Cresce il numero degli artisti in tutto il mondo a sostegno della Palestina
L'attore Javier Bardem indossa un keffiyeh mentre posa sul tappeto rosso ai 77esimi Primetime Emmy Awards a Los Angeles, California, Stati Uniti, il 14 settembre 2025. / Reuters
20 settembre 2025

Un numero sempre maggiore di artisti occidentali provenienti dal mondo della musica, del cinema e dell’editoria lancia un appello a favore di un boicottaggio culturale contro Israele a causa della guerra a Gaza. L’iniziativa mira a replicare l’impatto che ebbe in passato l’embargo contro il Sudafrica dell’apartheid.

Celebrità, musicisti e scrittori sperano di esercitare pressione sull’opinione pubblica per chiedere ulteriori azioni, mentre la maggior parte dei governi occidentali continua a resistere all’adozione di ampie sanzioni economiche nei confronti di Israele.

L’attore britannico Khalid Abdalla (Il cacciatore di aquiloni, The Crown), dopo aver firmato una dichiarazione che invita al boicottaggio di alcune istituzioni cinematografiche israeliane, ha dichiarato: «Non ho dubbi che ci troviamo a un punto di svolta globale».

La lettera aperta diffusa dal collettivo Film Workers for Palestine ha raccolto migliaia di adesioni, tra cui quelle di Emma Stone e Joaquin Phoenix. I firmatari si impegnano a interrompere i legami con qualsiasi istituzione israeliana «coinvolta nel genocidio».

In un’intervista rilasciata venerdì, Abdalla ha aggiunto: «La valanga è partita e si sta diffondendo in diversi settori. Non riguarda soltanto i lavoratori del cinema».

Anche ai Premi Emmy di questa settimana numerosi vincitori, da Javier Bardem a Hannah Einbinder, hanno parlato pubblicamente di Gaza, con dichiarazioni che riecheggiano quelle già emerse all’inizio del mese durante la Mostra del Cinema di Venezia.

Il gruppo trip-hop britannico Massive Attack ha annunciato giovedì di aver aderito al collettivo musicale “No Music for Genocide”, con l’obiettivo di impedire la diffusione dei propri brani in Israele.

Il Paese rischia inoltre un boicottaggio all’Eurovision Song Contest, mentre scrittori internazionali firmano lettere aperte e il premier spagnolo Pedro Sánchez ha avviato un’iniziativa per escludere Israele dalle competizioni sportive.

Il direttore d’orchestra israeliano Ilan Volkov, la scorsa settimana in un concerto nel Regno Unito, ha dichiarato che non si esibirà più nel suo Paese.

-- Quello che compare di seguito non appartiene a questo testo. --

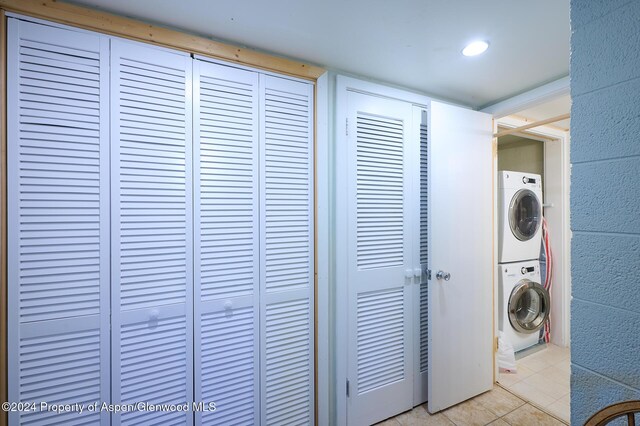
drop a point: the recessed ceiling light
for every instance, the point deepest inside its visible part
(475, 48)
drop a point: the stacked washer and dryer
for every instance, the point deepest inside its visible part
(523, 301)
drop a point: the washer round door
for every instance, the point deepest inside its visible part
(528, 306)
(525, 214)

Håkan Thörn, accademico svedese dell’Università di Göteborg e autore di un libro sul movimento di boicottaggio contro l’apartheid sudafricano, ha osservato: «Credo che stiamo assistendo a una dinamica simile a quella vista contro il regime di apartheid in Sudafrica». Secondo il sociologo, «con la diffusione delle immagini della carestia a Gaza, in primavera, c’è stato un cambiamento netto nella percezione globale».

Secondo i dati del ministero della Sanità di Gaza, gli attacchi israeliani hanno causato la morte di oltre 65.000 persone, in gran parte civili.

Il movimento di boicottaggio, disinvestimento e sanzioni (BDS), lanciato circa vent’anni fa in risposta all’occupazione israeliana dei territori palestinesi, trova oggi nuova linfa nel contesto della guerra a Gaza.

All’interno di Israele, tuttavia, non mancano le preoccupazioni. Lo sceneggiatore Hagai Levi, noto per Scenes from a Marriage e The Affair, ha dichiarato all’inizio del mese che «il 90% delle persone nell’ambiente artistico è contrario alla guerra», esprimendo timori sugli effetti che il boicottaggio culturale potrebbe avere.